1999 - Boa parte das bandas de rap fala do universo negro adotando uma certa agressividade contra os brancos. O que vocês pensam disso?
Piveti -
Fizemos um disco para preto, branco, japonês... Não tem distinção. Enquanto os artistas de rap mantiverem a idéia de querer dividir as raças, colocar uma linha entre brancos e negros, entre periferia e a classe média, a coisa não anda. Não combatemos racismo com racismo e nem violência com violência.

1999 - Como vocês explicam o crescimento da popularidade do rap nacional?
Piveti -
O boom do rap não foi o Racionais que deu, como muita gente quer colocar. O rap da periferia, até pode ser... Mas quem fez o rap acontecer na mídia foi o Gabriel O Pensador. Ele que abriu as portas.

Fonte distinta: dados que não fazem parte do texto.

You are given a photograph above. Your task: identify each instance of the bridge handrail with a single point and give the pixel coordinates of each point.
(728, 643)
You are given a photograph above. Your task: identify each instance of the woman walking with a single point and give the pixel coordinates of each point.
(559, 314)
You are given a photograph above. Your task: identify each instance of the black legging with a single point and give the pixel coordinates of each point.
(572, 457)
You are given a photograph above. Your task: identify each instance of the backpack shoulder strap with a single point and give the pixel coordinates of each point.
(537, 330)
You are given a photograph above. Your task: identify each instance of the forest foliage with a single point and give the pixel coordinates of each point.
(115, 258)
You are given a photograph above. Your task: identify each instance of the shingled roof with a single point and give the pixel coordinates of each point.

E não vejo nada de errado nisso. As mesmas raízes musicais dele são as minhas: ele faz rap. Ele estudou na PUC e eu tenho só a cultura de rua, mas não é por isso que não vou respeitá-lo.
E também respeito os Racionais.

1999 - Como foi voltar a trabalhar em dupla?
Piveti -
Nossa parceria é interessante porque temos formas diferentes de escrever e gostamos de estilos diversos. É como se pegássemos duas estradas que vão para o mesmo destino. O Branco gosta de um rap mais nova-iorquino e de coisas como Mase, Wu-Tang Clan, Puff Daddy. Eu sou mais Califórnia, Los Angeles, a coisa do rap pesado, com muitos graves e batidas arrastadas.

1999 - A experiência de ser preso influenciou este seu novo disco?
Piveti -
Não influenciou diretamente. A cadeia foi uma dor muito forte na minha vida, uma coisa muito pessoal. Evitei contar nas letras as coisas que eu passei lá dentro porque um disco é para sempre e, para mim, aquele experiência é como se eu estivesse ficado em coma. Mas de tudo que aconteceu, acho que 30% foi ruim e 70% foi bom. Na cadeia aprendi a valorizar o ser humano. Aprendi também que todos somos iguais na hora da dor. Hoje sei que nada nesse mundo compra a liberdade de se expressar, de ir e vir. Não escrevi muito rap lá dentro. Você vive o estresse 24 horas por dia.
A expectativa é de que a qualquer momento vão deixar você ir embora ou vai explodir uma rebelião.